The plant now produces nearly all of Nestle's coffee in Russia and has become its biggest soluble coffee factory in Europe, the company has said.

It also supplies coffee to neighboring countries. Investment in the plant has brought Nestle's overall Russian investments to over $1 billion over the past decade.

"We have 12 factories here and the nature of the country -- with 140 million plus population -- allows us to aim for making Russia one of the biggest markets in Europe (for Nestle), so that means that we are going to have to invest more here," Bulcke said.

"It is clear that this has to be stepped up."

He said he was keen to look for stable investment opportunities given the current economic volatility.

reuters.com



To: richardred who wrote (2858)3/1/2012 1:15:01 PM
From: richardred  Respond to of 7243
 
Ok , now we have GIS following a Kelloggs and a past CAG move. Both adding to salty snacks in a small way.
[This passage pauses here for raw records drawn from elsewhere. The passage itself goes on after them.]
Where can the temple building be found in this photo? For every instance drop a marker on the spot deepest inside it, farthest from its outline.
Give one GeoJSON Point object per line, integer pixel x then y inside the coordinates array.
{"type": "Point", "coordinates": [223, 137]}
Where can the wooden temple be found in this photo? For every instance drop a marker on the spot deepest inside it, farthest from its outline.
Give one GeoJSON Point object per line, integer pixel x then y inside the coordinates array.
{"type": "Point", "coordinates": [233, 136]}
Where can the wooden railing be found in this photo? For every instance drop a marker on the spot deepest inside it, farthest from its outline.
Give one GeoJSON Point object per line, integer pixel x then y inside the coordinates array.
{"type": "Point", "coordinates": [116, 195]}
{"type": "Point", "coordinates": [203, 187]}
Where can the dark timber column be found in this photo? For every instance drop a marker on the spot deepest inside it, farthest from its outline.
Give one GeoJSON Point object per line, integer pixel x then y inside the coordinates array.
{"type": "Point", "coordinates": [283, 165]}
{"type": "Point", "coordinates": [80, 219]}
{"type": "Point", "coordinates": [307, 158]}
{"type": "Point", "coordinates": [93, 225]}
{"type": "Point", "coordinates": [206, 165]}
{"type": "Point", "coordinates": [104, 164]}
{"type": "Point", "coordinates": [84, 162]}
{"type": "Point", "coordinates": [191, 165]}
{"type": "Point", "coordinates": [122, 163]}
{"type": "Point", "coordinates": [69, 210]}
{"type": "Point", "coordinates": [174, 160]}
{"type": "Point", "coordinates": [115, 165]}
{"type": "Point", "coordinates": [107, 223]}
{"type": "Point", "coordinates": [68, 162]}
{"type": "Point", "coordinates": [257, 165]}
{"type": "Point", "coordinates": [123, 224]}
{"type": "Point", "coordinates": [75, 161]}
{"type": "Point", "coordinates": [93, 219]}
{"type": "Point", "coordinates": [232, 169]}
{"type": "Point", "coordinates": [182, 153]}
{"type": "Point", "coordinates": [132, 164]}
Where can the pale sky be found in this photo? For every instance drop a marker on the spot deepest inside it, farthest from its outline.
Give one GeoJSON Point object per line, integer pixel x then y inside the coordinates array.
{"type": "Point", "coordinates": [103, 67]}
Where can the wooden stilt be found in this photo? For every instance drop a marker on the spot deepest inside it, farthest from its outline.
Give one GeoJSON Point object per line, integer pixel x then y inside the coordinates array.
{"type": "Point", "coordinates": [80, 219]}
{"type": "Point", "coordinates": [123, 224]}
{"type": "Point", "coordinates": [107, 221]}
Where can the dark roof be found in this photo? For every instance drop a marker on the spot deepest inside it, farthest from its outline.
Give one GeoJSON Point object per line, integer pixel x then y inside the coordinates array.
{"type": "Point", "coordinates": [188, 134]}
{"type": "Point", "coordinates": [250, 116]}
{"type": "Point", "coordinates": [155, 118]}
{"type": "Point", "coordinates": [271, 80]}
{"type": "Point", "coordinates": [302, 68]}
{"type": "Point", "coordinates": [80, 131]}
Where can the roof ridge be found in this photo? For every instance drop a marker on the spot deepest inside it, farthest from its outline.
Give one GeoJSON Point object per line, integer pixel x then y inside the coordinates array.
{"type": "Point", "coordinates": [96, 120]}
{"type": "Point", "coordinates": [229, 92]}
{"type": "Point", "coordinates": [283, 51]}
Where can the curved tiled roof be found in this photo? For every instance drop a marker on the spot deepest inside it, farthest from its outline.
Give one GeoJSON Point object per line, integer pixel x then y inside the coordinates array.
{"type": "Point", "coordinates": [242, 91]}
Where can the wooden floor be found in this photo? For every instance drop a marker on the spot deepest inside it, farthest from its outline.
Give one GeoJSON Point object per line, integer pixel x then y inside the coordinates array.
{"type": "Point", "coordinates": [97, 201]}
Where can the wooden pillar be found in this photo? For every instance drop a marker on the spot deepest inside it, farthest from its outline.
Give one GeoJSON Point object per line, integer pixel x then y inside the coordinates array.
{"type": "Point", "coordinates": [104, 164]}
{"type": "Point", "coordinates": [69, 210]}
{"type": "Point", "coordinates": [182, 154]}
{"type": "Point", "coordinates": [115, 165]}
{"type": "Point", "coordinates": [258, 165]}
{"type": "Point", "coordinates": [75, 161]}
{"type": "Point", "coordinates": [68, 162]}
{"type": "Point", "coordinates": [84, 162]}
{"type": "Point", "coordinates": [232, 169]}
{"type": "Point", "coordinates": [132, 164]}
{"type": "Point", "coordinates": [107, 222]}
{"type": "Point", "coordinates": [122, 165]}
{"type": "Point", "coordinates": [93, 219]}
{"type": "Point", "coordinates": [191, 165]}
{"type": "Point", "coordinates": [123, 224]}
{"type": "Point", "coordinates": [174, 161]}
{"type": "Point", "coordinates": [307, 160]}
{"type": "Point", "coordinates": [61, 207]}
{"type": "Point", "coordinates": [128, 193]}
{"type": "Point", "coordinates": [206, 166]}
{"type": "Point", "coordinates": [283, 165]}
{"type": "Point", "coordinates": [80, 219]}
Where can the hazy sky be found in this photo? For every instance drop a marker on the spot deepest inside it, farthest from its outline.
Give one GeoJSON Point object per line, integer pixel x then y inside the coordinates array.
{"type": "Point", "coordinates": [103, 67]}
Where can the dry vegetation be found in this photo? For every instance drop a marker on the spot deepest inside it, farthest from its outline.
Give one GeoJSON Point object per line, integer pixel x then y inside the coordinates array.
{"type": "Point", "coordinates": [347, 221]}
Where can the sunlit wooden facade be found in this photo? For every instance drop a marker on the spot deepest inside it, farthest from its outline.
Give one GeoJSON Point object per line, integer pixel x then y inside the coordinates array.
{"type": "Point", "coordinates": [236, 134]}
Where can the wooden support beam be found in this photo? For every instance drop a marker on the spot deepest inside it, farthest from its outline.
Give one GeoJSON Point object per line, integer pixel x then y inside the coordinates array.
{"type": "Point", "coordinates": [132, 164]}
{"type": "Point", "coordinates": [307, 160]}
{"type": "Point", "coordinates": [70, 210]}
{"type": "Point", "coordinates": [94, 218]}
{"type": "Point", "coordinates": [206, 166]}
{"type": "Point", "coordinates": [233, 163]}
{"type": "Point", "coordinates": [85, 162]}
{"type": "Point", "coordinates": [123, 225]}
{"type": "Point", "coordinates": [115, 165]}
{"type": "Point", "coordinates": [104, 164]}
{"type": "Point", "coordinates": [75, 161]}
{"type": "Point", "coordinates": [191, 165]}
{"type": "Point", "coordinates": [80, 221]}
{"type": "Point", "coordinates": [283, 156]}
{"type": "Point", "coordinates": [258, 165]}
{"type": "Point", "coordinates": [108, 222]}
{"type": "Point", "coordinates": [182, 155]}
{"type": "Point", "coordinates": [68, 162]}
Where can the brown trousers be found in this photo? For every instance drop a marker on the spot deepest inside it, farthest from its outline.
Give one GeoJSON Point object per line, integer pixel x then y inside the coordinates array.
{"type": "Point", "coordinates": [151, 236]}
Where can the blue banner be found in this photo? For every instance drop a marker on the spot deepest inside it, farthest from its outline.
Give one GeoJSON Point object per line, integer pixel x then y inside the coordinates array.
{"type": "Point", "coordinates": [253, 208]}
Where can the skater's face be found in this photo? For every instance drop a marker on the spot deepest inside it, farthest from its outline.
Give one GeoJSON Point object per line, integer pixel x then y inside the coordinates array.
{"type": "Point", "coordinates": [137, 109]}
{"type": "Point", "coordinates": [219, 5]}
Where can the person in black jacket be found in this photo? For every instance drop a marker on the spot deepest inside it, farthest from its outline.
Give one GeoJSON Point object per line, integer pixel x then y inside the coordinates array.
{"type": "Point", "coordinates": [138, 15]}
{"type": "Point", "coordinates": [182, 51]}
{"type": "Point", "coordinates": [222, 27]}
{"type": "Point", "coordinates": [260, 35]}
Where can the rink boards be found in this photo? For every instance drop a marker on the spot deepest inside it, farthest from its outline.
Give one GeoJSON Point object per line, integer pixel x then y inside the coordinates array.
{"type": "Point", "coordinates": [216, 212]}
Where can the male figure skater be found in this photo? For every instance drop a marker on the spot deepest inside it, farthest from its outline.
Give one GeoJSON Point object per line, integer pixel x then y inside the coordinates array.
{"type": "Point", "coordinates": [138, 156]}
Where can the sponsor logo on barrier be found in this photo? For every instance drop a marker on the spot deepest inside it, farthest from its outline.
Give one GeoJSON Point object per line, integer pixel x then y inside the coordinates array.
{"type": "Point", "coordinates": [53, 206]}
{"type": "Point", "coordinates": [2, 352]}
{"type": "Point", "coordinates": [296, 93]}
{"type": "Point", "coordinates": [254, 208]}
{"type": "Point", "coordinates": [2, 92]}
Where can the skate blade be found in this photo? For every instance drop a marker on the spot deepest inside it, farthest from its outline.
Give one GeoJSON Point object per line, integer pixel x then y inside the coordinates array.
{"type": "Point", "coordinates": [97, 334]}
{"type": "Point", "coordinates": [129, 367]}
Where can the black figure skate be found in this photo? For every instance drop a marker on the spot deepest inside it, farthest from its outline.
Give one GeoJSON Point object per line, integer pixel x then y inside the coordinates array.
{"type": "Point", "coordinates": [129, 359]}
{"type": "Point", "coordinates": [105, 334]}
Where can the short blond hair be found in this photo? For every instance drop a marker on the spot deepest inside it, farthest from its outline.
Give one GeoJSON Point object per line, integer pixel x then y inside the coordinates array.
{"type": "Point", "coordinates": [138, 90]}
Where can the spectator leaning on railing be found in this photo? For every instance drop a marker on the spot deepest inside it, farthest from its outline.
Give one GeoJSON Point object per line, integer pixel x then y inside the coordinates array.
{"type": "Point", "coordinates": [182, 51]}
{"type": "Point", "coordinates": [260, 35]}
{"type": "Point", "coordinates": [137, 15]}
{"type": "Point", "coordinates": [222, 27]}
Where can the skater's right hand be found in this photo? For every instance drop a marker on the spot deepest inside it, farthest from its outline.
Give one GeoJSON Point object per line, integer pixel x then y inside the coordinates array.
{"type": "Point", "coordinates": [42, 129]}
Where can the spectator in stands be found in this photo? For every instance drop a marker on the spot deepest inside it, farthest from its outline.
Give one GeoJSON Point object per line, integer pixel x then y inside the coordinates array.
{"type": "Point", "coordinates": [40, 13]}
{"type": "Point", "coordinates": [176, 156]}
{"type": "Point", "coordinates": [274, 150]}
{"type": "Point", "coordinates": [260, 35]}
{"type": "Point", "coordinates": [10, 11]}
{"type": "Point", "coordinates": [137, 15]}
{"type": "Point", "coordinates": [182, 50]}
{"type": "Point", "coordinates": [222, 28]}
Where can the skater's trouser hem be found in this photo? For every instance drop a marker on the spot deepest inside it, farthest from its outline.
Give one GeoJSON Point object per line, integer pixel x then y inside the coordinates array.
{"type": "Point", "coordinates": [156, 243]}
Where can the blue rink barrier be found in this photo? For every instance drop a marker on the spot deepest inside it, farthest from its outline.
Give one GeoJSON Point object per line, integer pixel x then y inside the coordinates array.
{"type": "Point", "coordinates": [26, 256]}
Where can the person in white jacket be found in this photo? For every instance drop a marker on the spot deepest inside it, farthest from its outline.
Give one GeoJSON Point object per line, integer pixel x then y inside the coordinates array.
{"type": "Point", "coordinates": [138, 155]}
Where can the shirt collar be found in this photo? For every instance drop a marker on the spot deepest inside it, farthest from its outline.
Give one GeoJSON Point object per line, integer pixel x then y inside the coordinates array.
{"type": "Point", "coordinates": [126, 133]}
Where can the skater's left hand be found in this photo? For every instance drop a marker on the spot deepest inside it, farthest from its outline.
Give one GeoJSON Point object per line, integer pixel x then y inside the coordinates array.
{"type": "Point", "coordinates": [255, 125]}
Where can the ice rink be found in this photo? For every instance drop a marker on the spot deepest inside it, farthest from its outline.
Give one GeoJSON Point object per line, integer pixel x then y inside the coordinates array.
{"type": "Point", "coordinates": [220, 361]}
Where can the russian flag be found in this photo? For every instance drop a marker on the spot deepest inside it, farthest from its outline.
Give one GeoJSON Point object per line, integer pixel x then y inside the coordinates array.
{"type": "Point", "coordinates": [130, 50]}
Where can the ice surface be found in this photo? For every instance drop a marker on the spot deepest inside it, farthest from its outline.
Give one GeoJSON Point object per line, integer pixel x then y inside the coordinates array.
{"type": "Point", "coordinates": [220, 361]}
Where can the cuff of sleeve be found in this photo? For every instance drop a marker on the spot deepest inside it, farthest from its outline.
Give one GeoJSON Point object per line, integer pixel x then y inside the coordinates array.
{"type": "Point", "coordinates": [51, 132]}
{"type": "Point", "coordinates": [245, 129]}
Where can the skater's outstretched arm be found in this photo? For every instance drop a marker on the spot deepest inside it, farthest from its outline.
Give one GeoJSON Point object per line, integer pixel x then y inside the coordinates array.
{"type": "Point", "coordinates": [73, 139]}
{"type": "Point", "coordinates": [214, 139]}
General Mills buys small maker of tortilla chips

Wed Feb 29, 2012 6:51pm EST


(Reuters) - Food company General Mills Inc ( GIS.N) pushed further into the U.S. snack food market by acquiring chip maker Food Should Taste Good.

General Mills already competes in the salty snack market with its brands Chex Mix, Gardettos and Bugles.

The acquisition of Food Should Taste Good -- which makes sweet potato chips and tortilla chips in flavors like lime, olive and jalapeno -- puts General Mills into the natural and organic segment of that market.

Terms of the deal, which closed on Wednesday, were not disclosed.

The transaction also puts General Mills into more direct competition with the likes of PepsiCo's ( PEP.N) Frito-Lay, Diamond Foods Inc ( DMND.O), which owns Kettle chips, and Kellogg ( K.N), which will soon own Pringles.

General Mills, whose other brands include Cheerios cereal, Nature Valley granola bars and Betty Crocker cake mixes, already competes fiercely with Kellogg, which makes Corn Flakes cereal and Kashi bars.

General Mills cut its 2012 outlook earlier this month, citing weak sales volume.